Does anyone else think this is funny?
Study says repealing Dallas airport limits would cut fares
FORT WORTH (AP) — Eliminating restrictions on long-haul flights from Dallas Love Field would cause fares between North Texas and dozens of U.S. cities to fall up to 50%, according to a recent study by an aviation consultant.
Consultants Simat, Helliesen & Eichner of Cambridge, Mass., predicted that if the restrictions were lifted, Southwest Airlines would begin service quickly from Dallas to more than 40 cities including Chicago, St. Louis and San Jose, Calif.
Average fares to those cities would fall as other airlines matched Southwest's lower fares, the consultants said.
The consultant's study was commissioned by Dallas-Fort Worth International Airport, which favors a law that limits most commercial flights from Love Field to Texas and seven nearby states.
DFW Airport officials released a summary of the study two weeks ago, saying it bolstered their argument that repealing the law would hurt DFW by shifting hundreds of flights to Love Field, which is closer to downtown Dallas.
DFW Airport officials did not release the consultant's findings on fares until the Fort Worth Star-Telegram requested them from DFW's legal department, the newspaper reported in Friday's editions.
DFW Chief Operating Officer Kevin Cox denied trying to hide the fare findings.

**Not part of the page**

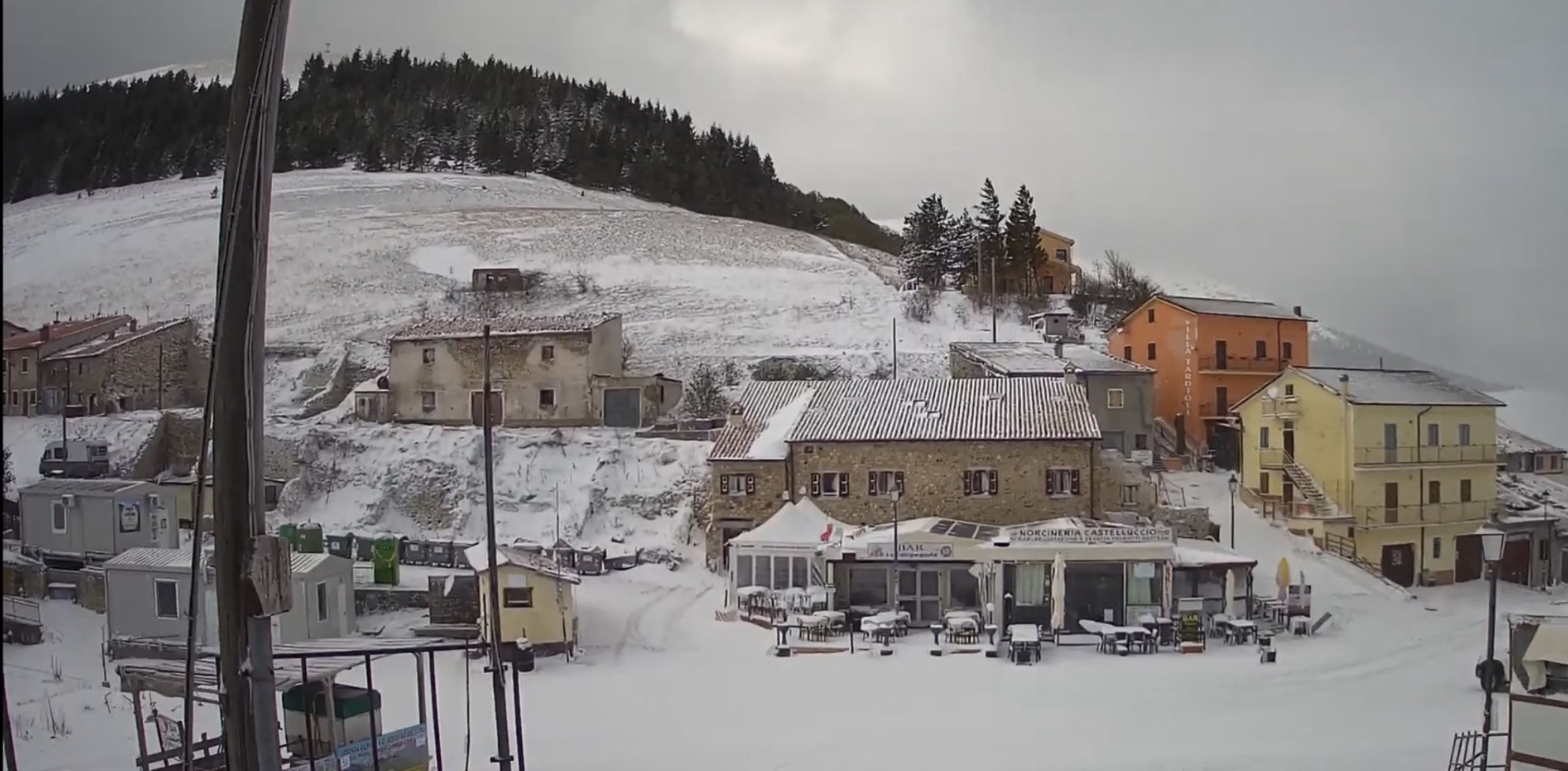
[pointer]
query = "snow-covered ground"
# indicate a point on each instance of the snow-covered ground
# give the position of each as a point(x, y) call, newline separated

"We just didn't think anyone was interested in 160 pages of voluminous material," he said.
"That's ludicrous," Southwest spokeswoman Beth Harbin said Friday. "Why wouldn't people be interested in information that could save them 50%? DFW only shared half the information."
On Thursday, two North Texas congressmen introduced legislation to repeal the Love Field limits, known as the Wright Amendment, saying the law hurt consumers by keeping air fares in the region artificially high.
But U.S. Rep. Joe Barton, a Republican from suburban Fort Worth and chairman of the House Energy and Commerce Committee, immediately said he would do whatever it took to keep the law on the books.
The Wright Amendment passed in 1979 and was designed to build up then-new DFW Airport by protecting it from competition by Love Field. Southwest remained neutral on the subject for years but began lobbying openly for the law's repeal late last year, calling it anti-consumer.
Southwest is the dominant carrier at Love Field and would be helped most by repeal of the Wright Amendment. American Airlines, a unit of Fort Worth-based AMR, dominates at DFW Airport and has lobbied to keep the restrictions at Love Field.